Landscape Impact Plan (LBP) for Wind Turbines
The LBP (Landschaftspflegerischer Begleitplan) is the formal documentation of the environmental impact on nature and landscape caused by the wind turbine construction, together with the corresponding compensatory and replacement measures. It fulfils the impact regulation requirements under Section 15 of the Federal Nature Conservation Act (BNatSchG) and is a mandatory component of every BImSchG application.
What does the LBP contain?
- Baseline survey: Vegetation, biotope types, habitat structures at the site and in the extended impact zone
- Impact description: Area/volume losses from foundation, crane pad, access road, cable trench, transitional phase
- Impact balance following state-specific methodology (biotope scoring, points-based model)
- Avoidance and mitigation measures (e.g. construction timing restrictions, protective fencing)
- Compensatory and replacement measures: ecological enhancement of areas outside the impact site
- Compensation balance: comparison of value points — impact vs. compensation; target at least 1:1, often with a surcharge
Typical impact footprint per turbine
| Element | Permanent sealing | Temporary (construction) |
|---|---|---|
| Foundation | approx. 400–600 m² | — |
| Crane pad | approx. 1,500–2,500 m² | additional 1,000–2,000 m² |
| Access road (new build) | 200–400 m × 4 m wide | — |
| Cable trench | construction only | 3 m working strip per 100 m |
| Total per turbine | 2,500–4,500 m² | 1,500–3,500 m² |
Impact-compensation balance in the LBP — compensation in biotope value points must reach at least 1:1
Typical compensatory measures
- De-sealing of disused traffic or farmyard surfaces
- Planting hedgerows, field copses, orchard meadows on intensively used arable land
- Renaturalisation of streams, floodplains, wetlands
- Extensification of arable land to species-rich grassland or fallow
- Habitat enhancement for target species (e.g. skylark plots, lapwing plots)
- Purchase of eco-credits from certified eco-accounts (where own land is unavailable)
What does the LBP cost?
Indicative range: EUR 8,000 – 25,000 for the LBP preparation. Factors:
- Number of turbines + size of the planning area
- Site complexity (forest vs. open land)
- Own compensation land search required vs. eco-credit purchase
In addition, the compensation costs for the measures themselves: typically EUR 20,000–150,000 per wind farm, depending on impact size and type of measures chosen.
Who prepares this?
Landscape/environmental planning offices, often as a package together with the EIA screening and, where applicable, the full EIA. Where the impact balance is tight, a firm with its own nature conservation land holdings for direct compensation land brokering is advantageous.
LBP for your wind farm
We connect you with a landscape planning office experienced in BImSchG applications — including eco-credit brokering if desired.

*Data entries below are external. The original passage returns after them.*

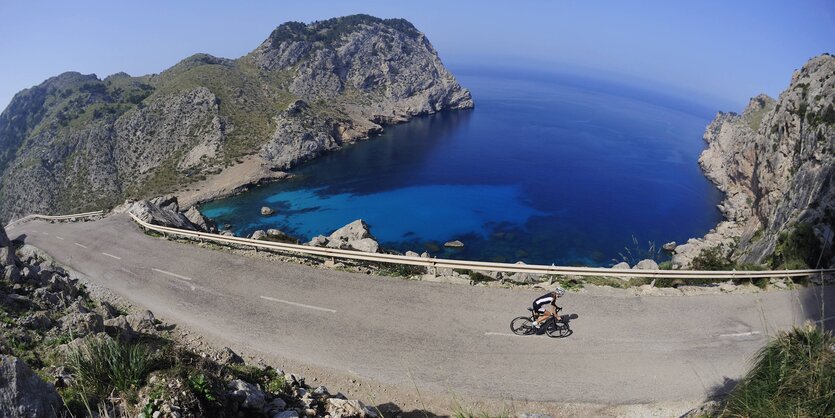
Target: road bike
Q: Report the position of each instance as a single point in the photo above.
(523, 325)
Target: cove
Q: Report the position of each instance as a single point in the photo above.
(542, 171)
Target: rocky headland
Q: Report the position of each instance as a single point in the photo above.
(77, 142)
(775, 163)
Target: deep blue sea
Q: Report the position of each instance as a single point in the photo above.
(544, 170)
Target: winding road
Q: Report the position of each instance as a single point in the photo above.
(625, 349)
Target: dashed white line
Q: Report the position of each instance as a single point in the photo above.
(301, 305)
(741, 334)
(173, 275)
(503, 334)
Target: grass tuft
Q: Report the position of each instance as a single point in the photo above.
(793, 376)
(102, 365)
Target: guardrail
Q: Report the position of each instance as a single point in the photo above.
(12, 224)
(477, 265)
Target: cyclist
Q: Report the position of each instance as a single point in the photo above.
(546, 306)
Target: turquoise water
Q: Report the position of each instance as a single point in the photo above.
(546, 171)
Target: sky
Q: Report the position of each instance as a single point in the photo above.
(718, 53)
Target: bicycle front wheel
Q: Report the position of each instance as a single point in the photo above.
(521, 325)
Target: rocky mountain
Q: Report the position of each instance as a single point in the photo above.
(776, 165)
(77, 142)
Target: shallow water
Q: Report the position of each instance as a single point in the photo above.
(541, 171)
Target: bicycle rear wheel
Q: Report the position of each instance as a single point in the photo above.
(556, 329)
(521, 325)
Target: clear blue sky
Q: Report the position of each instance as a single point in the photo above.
(719, 52)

Request a quoteFrequently asked questions
What is the difference between compensation and replacement?
Compensation = like-for-like restoration in the same natural area. Replacement = equivalent measure at a different location. For major impacts, a combination is common — smaller measures on-site, larger enhancement in the wider natural area.
Can eco-credits from other federal states be used?
Rarely — most federal states require eco-credits from the same natural area or the respective state. North Rhine-Westphalia and Lower Saxony are somewhat more flexible; Bavaria and Baden-Wuerttemberg are stricter.
How does the LBP work for repowering?
For repowering, a new impact balance is required — the old turbine was already an impact; the new one constitutes a new impact. However, decommissioning the old turbine can partly count as compensation (de-sealing of the old foundation area).
What happens if the impact is not compensable?
In that case, a substitute payment under Section 15(6) BNatSchG applies — a monetary amount paid to the nature conservation authority, which uses it for compensatory measures. In practice this is rare for wind turbines — the impact is usually regionally compensable.